Why Do We Need To Be Able To Measure The Dialog Loudness In A Full Mix?
As I outlined in my article Has Netflix Turned The Clock Back 10 Years Or Is Their New Loudness Delivery Spec A Stroke Of Genius? when working with content with a wide loudness range, I suggested that...
We need a way to measure the dialog level. We could just take the centre channel, but that is only possible on 5.1 systems. Also, dialog can be in other channels of a 5.1 mix although I am not a fan of this, as divergence can result in comb filtering especially when it comes the downmix and have a negative impact on intelligibility.
What we need is an algorithm that can analyse a mixed track and extract the dialog. Then use that to measure the dialog component of the mix.
Netflix looked around and very understandably chose one that already had universal acceptance, albeit it hadn’t been used for quite a while and it is a proprietary algorithm. In talking to some developers they were surprised how good it was especially when you consider how old the code must be.
Netflix Chose To Use The Dolby Dialog Intelligence Algorithm
Following my article and the Netflix Respond To Our Detailed Article On Their New Loudness Delivery Specifications article in which Netflix’s Scott Kramer said…
“We found that under the previous measurement method, a title could pass the spec with subaudible dialog on many devices, so long as it contained loud FX and Music content to balance it out. This is the downside of the relative-level gate in 1770-4 (-2/-3): it tends to over-estimate the loudness of wide-dynamic-range content. We believe that dialog is the anchor element around which FX and Music are mixed. Just as the viewer sets their level based on dialog, mixers most often set a room level based on where the dialog “feels right.””
Before we move on, there is one concern that I have heard voiced by a number of key individuals following the announcement of the new Netflix delivery specs and recommendations and that is shouldn’t Netflix be measuring the speech-gated output with a BS 1770-4 meter, ie with relative gating and not BS 1770-1? Otherwise, they are rewinding the clock and breaking the generally accepted rules of standards that the new standard overrides and supersedes any previous versions.
Maybe Integrated Loudness Measurement Isn’t Ideal For Content With A Wide Loudness Range?
I decided to look into this and my research led me to an AES paper - Comparative analysis of different loudness meters based on voice detection and gating by Alessandro Travaglini delivered to the 134th AES Convention in Rome in May 2013, the abstract says…
“Although all standards rely on the same algorithm as described in ITU-R BS1770, there are still two possible ways to implement such metering, including voice detection and gating.
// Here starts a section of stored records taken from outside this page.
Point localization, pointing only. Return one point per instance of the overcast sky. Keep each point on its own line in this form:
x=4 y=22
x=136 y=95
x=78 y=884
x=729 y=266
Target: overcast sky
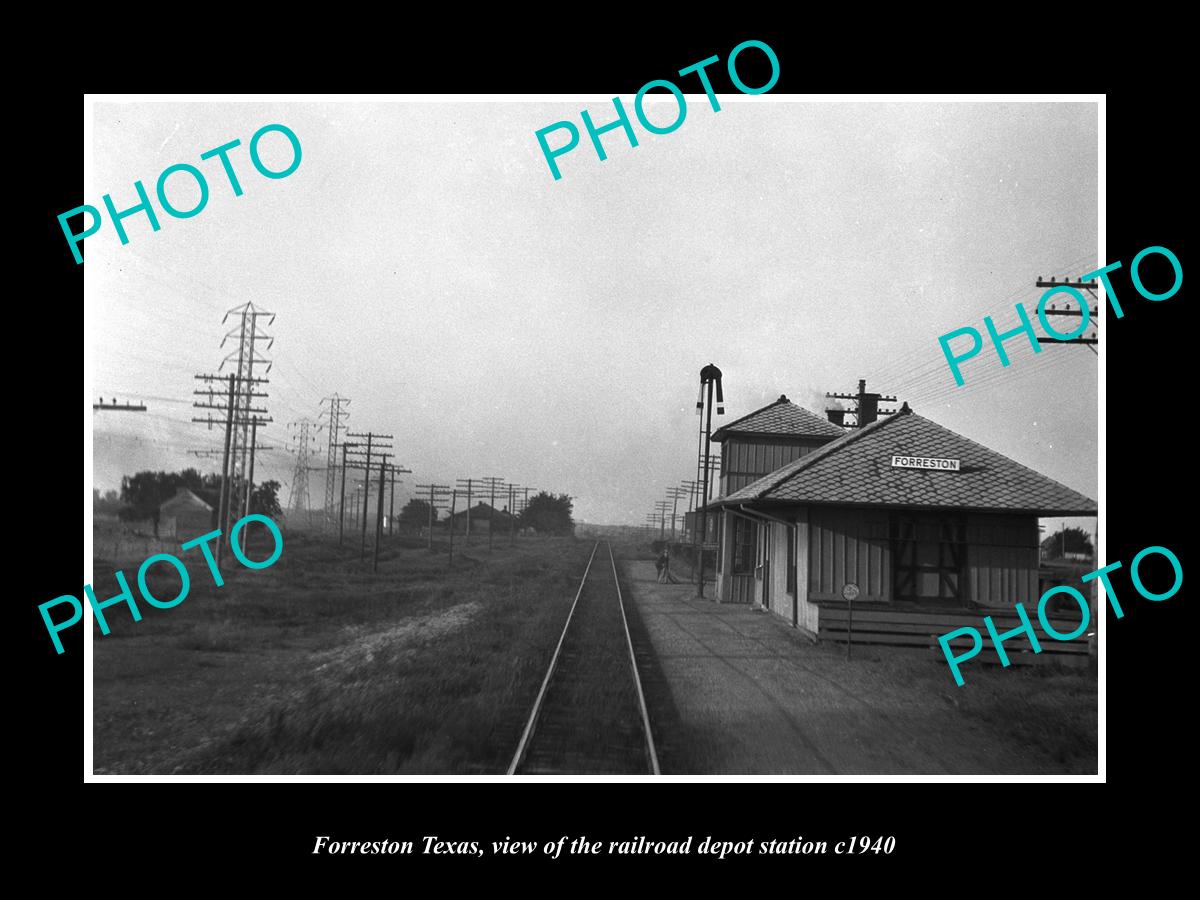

These two different implementations might, in some cases, provide measurements that significantly differ from each other. Furthermore, while the gating feature is uniquely defined in the updated version of BS1770-3, voice detection is not currently specified in any standard and its implementation is the independent choice of manufacturers. This paper analyses this scenario by comparing the results and robustness provided by three different loudness meters based on voice detection. In addition, those values are compared with measurements obtained by using BS1770-3 compliant loudness meters, including tables, comments, and conclusions.”
One of the conclusions Alessandro came to, is that voice detection (Dolby Dialog Intelligence) and gating (BS 1770 relative gating) can significantly differ and by how much depends on the origin and loudness range of the programme being measured. Whilst that difference is still acceptable in case of programmes natively produced for broadcast with a narrow loudness range, the difference is no longer tolerable when comparing measurements of mixes originally crafted for theatrical presentations or content from the likes of Netflix. In these cases, the tests showed that the minimum difference was of 4.7 LU and up to 13.6LU, with median values of respectively -4.9LU and -9.0LU.
This confirms Scott’s research and testing of Netflix content that resulted in their new delivery specification. There is further confirmation of this in the EBU Tech 3343 document Practical Guidelines for Production & Implementation of R 128. In the summary in paragraph 5.1 it says...
The difference between measuring ‘all’ and measuring an anchor signal (such as voice, music or sound effects) is small for programmes with a narrow Loudness Range;
The difference between ‘all’ and ‘anchor’ measurements depends strongly on the content of the programme, but can be expected to be bigger if the Loudness Range is bigger;
Automatic anchor signal discrimination may perform well for a majority of programmes, but may be tricked by similar signals or may not trigger at all, thus not giving 100% consistent results;
Earlier on in paragraph 5.1 the EBU confirms the policy of measuring the integrated loudness of the whole programme but then goes on to say…
“For programmes with an increasingly wide loudness range (>12 LU, approximately) one may optionally use a so-called anchor signal for loudness normalisation, thus performing an individual gating method, so to speak.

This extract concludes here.